Tropiano briefly summarized the history of the LGBT community in America and how the rest of society constructed it. Following World War II, members of the gay community were discriminated against for being in collusion with communist sympathizers, and it wasn’t until 1973 that the American Psychiatric Association removed homosexuality from its list of disorders.

One of the first references in television to the LGBT community came from a PBS newscast that attempted to explain what it means to be gay. Tropiano argued that many of the initial non-fiction reports on members of the gay community immediately categorized them and perpetuated today’s stereotypes on television.

“They had titles like ‘Homosexuals and the Problems That They Present,’ ‘Homosexuals Who Stalk and Molest Children,’ ‘Introduction to the Problem of Homosexuality’ because homosexuality was always considered a problem,” Tropiano said. “The stereotype of the homosexual child molester are two things that were often conflated and two things that are obviously very different. The idea of equating a homosexual with a pedophile actually continued when they dealt with the subject on television.”

Tropiano categorized the portrayal of members of the gay community in television into different genres. He further elaborated on how these portrayals harmed the LGBT community. He concluded this analysis of different genres by describing how they have played a role in both informing the public about differing sexualities as well as perpetuating the social myths surrounding the LGBT community.

“Television has played somewhat of a dual role because on one hand, it has perpetuated or promoted false social myths and stereotypes, but on the other hand, it has actually done a lot of good in terms of subverting it,” Tropiano said.

In more recent representations of the LGBT community, controversy has arisen in television regarding what can and cannot be shown. Tropiano pointed to edgier dramas like Soap and Picket Fences to illustrate some of the problems that arose with the portrayal of the LGBT community.

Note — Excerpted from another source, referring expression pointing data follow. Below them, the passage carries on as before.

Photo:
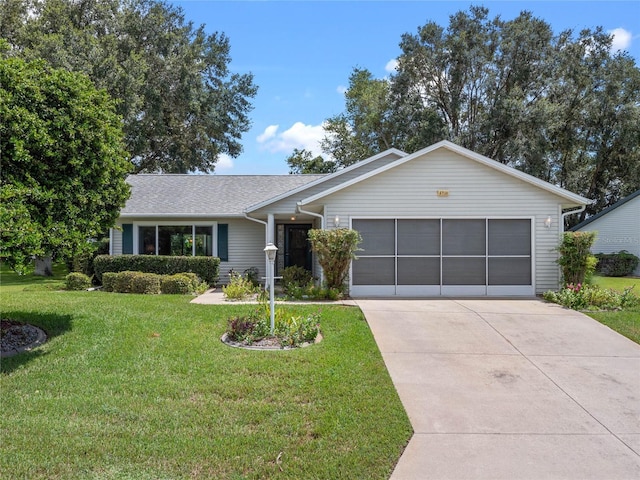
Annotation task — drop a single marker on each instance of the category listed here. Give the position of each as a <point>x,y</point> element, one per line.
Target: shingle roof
<point>213,195</point>
<point>605,211</point>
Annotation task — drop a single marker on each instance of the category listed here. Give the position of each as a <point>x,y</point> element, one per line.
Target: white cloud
<point>299,135</point>
<point>268,133</point>
<point>621,39</point>
<point>225,162</point>
<point>391,66</point>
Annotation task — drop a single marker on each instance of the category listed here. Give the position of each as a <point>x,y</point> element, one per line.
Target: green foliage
<point>109,281</point>
<point>295,277</point>
<point>303,162</point>
<point>204,267</point>
<point>562,107</point>
<point>181,106</point>
<point>618,264</point>
<point>239,287</point>
<point>335,249</point>
<point>251,274</point>
<point>77,281</point>
<point>63,161</point>
<point>182,283</point>
<point>576,260</point>
<point>592,297</point>
<point>289,330</point>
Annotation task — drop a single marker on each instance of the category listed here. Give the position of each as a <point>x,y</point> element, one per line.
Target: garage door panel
<point>464,271</point>
<point>418,271</point>
<point>378,236</point>
<point>374,271</point>
<point>510,271</point>
<point>464,237</point>
<point>418,237</point>
<point>509,237</point>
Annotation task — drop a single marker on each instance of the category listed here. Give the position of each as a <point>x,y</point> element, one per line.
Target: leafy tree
<point>181,106</point>
<point>63,162</point>
<point>303,161</point>
<point>560,107</point>
<point>376,119</point>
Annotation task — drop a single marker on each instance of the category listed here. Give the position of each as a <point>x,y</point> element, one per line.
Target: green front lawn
<point>626,322</point>
<point>141,387</point>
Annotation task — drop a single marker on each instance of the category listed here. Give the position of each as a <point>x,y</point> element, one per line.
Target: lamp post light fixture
<point>270,251</point>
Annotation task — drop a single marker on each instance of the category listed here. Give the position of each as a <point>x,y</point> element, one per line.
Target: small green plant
<point>77,281</point>
<point>335,250</point>
<point>592,297</point>
<point>251,274</point>
<point>576,260</point>
<point>239,287</point>
<point>289,330</point>
<point>618,264</point>
<point>295,277</point>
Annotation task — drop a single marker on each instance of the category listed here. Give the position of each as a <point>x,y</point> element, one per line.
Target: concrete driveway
<point>510,389</point>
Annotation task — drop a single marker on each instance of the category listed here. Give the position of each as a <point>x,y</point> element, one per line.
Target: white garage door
<point>445,256</point>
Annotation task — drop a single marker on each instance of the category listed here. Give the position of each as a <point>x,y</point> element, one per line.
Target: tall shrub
<point>335,250</point>
<point>576,259</point>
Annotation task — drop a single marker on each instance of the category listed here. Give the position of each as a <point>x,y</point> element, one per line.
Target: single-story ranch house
<point>442,221</point>
<point>617,227</point>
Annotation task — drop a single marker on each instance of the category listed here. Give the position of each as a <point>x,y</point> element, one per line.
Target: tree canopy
<point>63,162</point>
<point>563,107</point>
<point>181,106</point>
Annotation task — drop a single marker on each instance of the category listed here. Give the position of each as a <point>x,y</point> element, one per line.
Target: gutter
<point>313,214</point>
<point>571,212</point>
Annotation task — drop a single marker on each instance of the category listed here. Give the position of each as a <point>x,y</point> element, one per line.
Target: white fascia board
<point>326,178</point>
<point>177,216</point>
<point>572,197</point>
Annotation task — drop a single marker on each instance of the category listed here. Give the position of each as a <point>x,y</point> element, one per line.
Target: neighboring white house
<point>442,221</point>
<point>617,227</point>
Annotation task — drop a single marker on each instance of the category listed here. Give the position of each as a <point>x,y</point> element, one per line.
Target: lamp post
<point>270,250</point>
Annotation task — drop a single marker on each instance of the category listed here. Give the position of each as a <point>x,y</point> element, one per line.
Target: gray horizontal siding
<point>475,190</point>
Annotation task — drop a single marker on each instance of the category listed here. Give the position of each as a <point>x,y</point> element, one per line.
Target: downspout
<point>321,217</point>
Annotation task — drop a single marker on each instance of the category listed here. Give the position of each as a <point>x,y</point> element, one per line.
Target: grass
<point>141,387</point>
<point>626,322</point>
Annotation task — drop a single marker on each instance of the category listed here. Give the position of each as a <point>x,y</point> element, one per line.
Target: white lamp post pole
<point>270,250</point>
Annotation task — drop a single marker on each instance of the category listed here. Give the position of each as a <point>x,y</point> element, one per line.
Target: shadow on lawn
<point>52,324</point>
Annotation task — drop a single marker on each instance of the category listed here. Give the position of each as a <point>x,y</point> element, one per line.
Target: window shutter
<point>127,238</point>
<point>223,242</point>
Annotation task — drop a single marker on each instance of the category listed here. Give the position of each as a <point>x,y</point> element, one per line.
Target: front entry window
<point>175,240</point>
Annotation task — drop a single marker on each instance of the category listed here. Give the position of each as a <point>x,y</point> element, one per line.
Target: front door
<point>297,250</point>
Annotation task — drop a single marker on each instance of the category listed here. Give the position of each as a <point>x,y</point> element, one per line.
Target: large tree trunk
<point>43,266</point>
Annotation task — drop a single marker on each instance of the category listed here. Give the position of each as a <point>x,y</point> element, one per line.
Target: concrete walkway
<point>510,389</point>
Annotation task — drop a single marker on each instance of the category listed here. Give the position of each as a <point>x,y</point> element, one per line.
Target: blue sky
<point>302,53</point>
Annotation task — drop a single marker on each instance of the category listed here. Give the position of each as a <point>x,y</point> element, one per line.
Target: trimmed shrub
<point>109,281</point>
<point>77,281</point>
<point>146,283</point>
<point>205,268</point>
<point>618,264</point>
<point>124,282</point>
<point>576,260</point>
<point>335,250</point>
<point>180,283</point>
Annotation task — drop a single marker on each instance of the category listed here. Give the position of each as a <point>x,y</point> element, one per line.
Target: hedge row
<point>204,267</point>
<point>151,283</point>
<point>618,264</point>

“One of the problems that shows ran into with gay characters was [that] if you are going to put a gay character as a regular on a show -— and that began in the 1970s — that presents sort of a problem, because you couldn’t do what you could do with a heterosexual with a gay man or even a lesbian,” Tropiano said.

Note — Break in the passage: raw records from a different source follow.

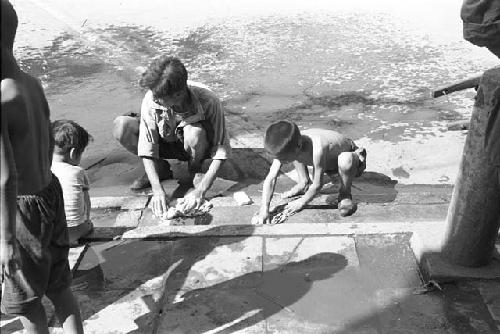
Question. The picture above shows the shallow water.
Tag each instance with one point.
(361, 69)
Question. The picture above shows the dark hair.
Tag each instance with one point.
(164, 76)
(281, 138)
(8, 25)
(69, 134)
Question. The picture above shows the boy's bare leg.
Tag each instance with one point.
(304, 181)
(76, 232)
(196, 144)
(67, 311)
(348, 166)
(126, 131)
(35, 321)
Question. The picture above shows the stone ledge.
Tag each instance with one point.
(438, 269)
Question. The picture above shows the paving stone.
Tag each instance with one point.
(121, 311)
(317, 281)
(205, 262)
(458, 308)
(217, 309)
(438, 269)
(135, 203)
(490, 291)
(104, 217)
(123, 264)
(388, 261)
(129, 218)
(399, 311)
(281, 251)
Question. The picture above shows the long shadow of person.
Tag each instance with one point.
(127, 278)
(244, 301)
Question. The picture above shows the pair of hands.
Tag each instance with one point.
(9, 257)
(290, 209)
(160, 202)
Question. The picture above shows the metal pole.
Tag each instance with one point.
(474, 213)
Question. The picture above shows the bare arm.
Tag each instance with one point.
(268, 187)
(318, 163)
(317, 182)
(210, 176)
(159, 202)
(303, 182)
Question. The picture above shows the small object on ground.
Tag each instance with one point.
(465, 84)
(430, 286)
(177, 211)
(347, 207)
(279, 214)
(459, 125)
(165, 173)
(242, 198)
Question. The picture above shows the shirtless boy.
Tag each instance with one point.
(326, 150)
(34, 235)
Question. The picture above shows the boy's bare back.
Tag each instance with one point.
(328, 143)
(25, 120)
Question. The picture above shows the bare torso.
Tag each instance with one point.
(26, 112)
(331, 143)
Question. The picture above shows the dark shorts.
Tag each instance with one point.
(42, 236)
(175, 150)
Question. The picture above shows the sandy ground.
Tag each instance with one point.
(364, 68)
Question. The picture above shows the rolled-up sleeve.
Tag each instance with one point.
(149, 138)
(221, 149)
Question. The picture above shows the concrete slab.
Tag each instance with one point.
(310, 278)
(205, 262)
(388, 261)
(164, 232)
(123, 202)
(129, 218)
(217, 310)
(435, 267)
(490, 291)
(123, 264)
(104, 217)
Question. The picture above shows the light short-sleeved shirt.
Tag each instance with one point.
(159, 123)
(74, 182)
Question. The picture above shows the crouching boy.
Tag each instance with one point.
(70, 141)
(326, 150)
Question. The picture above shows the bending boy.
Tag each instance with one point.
(179, 120)
(70, 141)
(326, 150)
(34, 235)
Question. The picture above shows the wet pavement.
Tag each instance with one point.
(315, 273)
(363, 68)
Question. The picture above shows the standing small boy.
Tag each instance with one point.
(34, 236)
(326, 150)
(70, 140)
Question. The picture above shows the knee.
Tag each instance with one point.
(124, 127)
(194, 136)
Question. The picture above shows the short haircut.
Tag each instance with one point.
(281, 138)
(8, 25)
(69, 134)
(165, 76)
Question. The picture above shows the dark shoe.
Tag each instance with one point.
(143, 181)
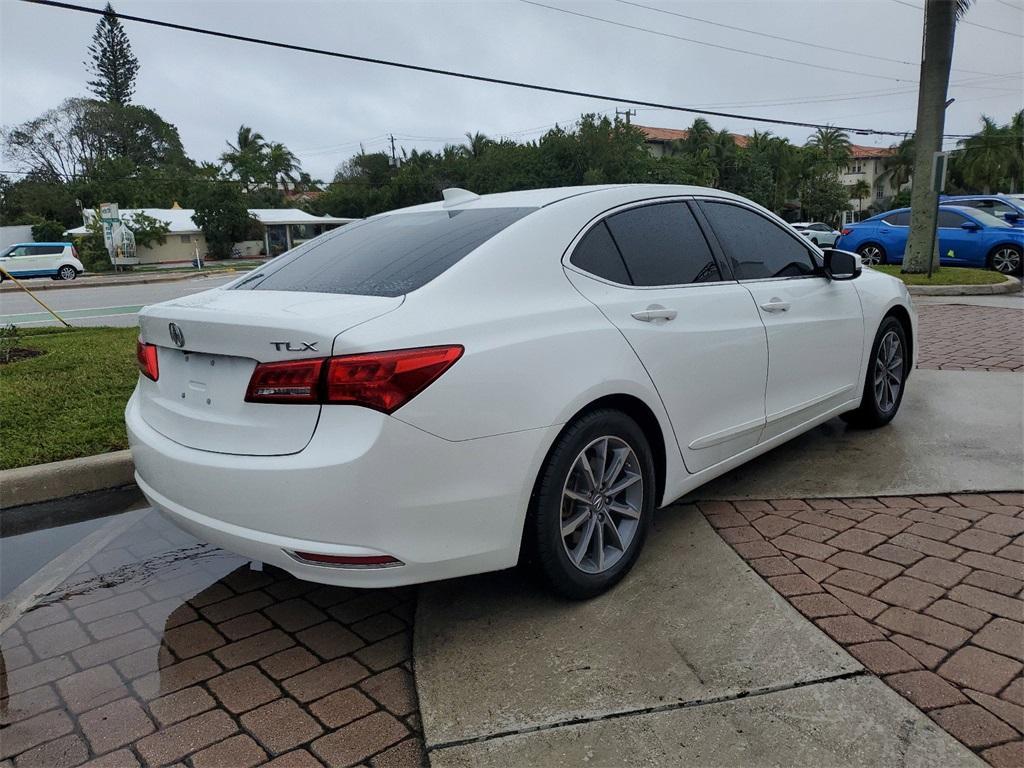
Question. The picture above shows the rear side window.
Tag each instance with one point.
(598, 255)
(758, 247)
(663, 245)
(389, 256)
(950, 218)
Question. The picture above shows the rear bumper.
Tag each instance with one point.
(366, 484)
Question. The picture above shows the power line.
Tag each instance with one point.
(829, 48)
(469, 76)
(964, 20)
(649, 31)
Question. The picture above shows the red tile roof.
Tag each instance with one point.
(659, 135)
(674, 134)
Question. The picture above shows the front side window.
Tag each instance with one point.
(758, 247)
(663, 245)
(387, 256)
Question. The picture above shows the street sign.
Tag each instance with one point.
(940, 164)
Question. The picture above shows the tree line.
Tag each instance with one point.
(107, 148)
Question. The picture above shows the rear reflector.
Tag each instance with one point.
(296, 381)
(377, 561)
(383, 381)
(146, 355)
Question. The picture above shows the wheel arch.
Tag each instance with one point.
(903, 316)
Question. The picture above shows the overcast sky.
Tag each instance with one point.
(323, 108)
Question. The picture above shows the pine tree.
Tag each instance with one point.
(113, 64)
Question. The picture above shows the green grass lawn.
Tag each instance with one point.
(947, 275)
(69, 401)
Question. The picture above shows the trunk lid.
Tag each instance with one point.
(220, 337)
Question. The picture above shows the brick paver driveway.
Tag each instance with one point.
(163, 649)
(926, 592)
(963, 337)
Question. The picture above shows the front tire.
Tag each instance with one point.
(871, 254)
(592, 506)
(886, 378)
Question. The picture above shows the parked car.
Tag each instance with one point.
(417, 395)
(967, 238)
(1010, 208)
(817, 232)
(56, 260)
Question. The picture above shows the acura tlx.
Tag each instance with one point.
(460, 386)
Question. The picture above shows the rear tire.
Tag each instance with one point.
(592, 505)
(871, 254)
(1006, 260)
(886, 378)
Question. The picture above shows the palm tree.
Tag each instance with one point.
(475, 143)
(832, 145)
(937, 53)
(247, 158)
(860, 189)
(899, 166)
(283, 165)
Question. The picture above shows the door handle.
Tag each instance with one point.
(775, 305)
(653, 313)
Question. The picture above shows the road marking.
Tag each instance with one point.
(87, 313)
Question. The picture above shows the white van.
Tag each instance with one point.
(56, 260)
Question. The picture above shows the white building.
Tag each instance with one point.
(282, 228)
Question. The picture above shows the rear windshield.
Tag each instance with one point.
(389, 256)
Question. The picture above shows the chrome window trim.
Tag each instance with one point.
(608, 212)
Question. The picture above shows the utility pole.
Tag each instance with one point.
(627, 114)
(936, 57)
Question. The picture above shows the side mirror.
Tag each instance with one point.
(841, 264)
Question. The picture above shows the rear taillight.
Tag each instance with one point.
(386, 381)
(295, 381)
(146, 355)
(383, 381)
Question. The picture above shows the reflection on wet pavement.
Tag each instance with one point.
(163, 648)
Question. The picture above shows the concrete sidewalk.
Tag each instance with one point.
(693, 658)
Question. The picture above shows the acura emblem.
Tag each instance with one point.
(176, 336)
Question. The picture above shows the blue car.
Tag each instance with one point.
(967, 238)
(1007, 207)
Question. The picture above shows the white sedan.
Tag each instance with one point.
(819, 233)
(450, 388)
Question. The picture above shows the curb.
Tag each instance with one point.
(1010, 285)
(45, 482)
(114, 283)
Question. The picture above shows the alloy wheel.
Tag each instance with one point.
(870, 255)
(1007, 260)
(888, 372)
(602, 500)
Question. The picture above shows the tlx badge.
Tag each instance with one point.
(302, 346)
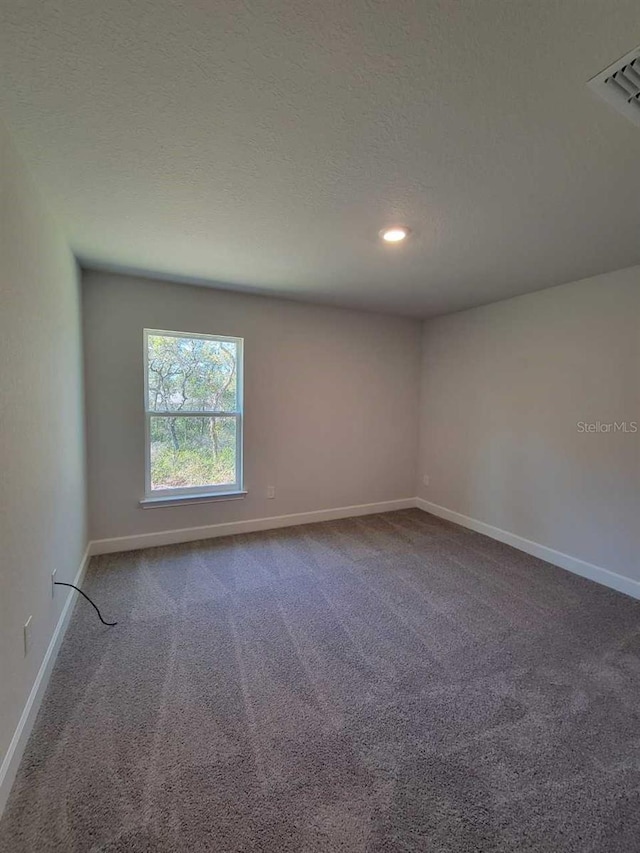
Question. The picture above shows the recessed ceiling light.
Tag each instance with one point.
(396, 234)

As Tropiano moved into more modern issues in streaming services and the internet, a discussion emerged on how the LGBT community is depicted in the current media space. Tropiano explained that increased LGBT representation has occurred because of the creative freedom that streamed shows have that broadcast shows do not and also because of the changing culture.

“The reason why people are flocking to Amazon and Hulu as well as HBO and so on is they are given more creative freedom,” Tropiano said. “They aren’t looking over people’s shoulders. I also do think part of it is because the culture has changed, and I think that society has changed.”